You need to add 'Bearer ’ before the JWT token.

8

arbei wrote:

You need to add 'Bearer ’ before the JWT token.

On the API Calling script I have add the “Bearer” as
CURLOPT_HTTPHEADER => array(
“X-Authorization: Bearer $jwttoken”,
“content-type: application/json”
),

But still I am unable to access the REST API with Security
on the REST API I try as
$result[“userlevel”] = CurrentUserLevel();
$response = $response->write(json_encode($result));
return $response;

I got the return as {“userlevel”:null}

9

Try adding the JWT Middleware in your route to process the JWT token:

$app->get(‘…’, function ($request, $response, $args) {
//…
})->add(new JwtMiddleware());

10

Thanks
It is working now

And is there any other option to access the API by token which is unique to every user.
On the Authentication Table we will increase a field with “token” and the user token will be store.

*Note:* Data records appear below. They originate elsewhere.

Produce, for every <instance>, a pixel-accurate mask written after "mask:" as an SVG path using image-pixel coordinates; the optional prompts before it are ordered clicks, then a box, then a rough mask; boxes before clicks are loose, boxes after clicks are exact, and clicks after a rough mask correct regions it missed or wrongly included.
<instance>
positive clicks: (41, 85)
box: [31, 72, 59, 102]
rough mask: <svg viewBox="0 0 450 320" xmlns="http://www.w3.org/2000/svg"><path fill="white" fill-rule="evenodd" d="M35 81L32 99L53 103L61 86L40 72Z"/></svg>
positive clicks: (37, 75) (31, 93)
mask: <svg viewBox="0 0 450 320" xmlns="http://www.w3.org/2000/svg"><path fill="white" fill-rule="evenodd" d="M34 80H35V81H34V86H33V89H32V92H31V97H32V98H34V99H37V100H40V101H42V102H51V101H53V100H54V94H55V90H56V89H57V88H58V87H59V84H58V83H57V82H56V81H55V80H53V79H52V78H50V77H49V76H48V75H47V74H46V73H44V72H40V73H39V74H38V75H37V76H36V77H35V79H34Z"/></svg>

By using this token the user can access the API
eg.
/api/gfjurulj14sgfh2434–MYTOKEN/Info/xxx"

11

singh wrote:

By using this token the user can access the API
eg.
/api/gfjurulj14sgfh2434–MYTOKEN/Info/xxx"

If you use that format, that means there are different actions, you should not do that. You may use, e.g.

/api/Info/xxx/gfjurulj14sgfh2434–MYTOKEN

and you check the token yourself in your action.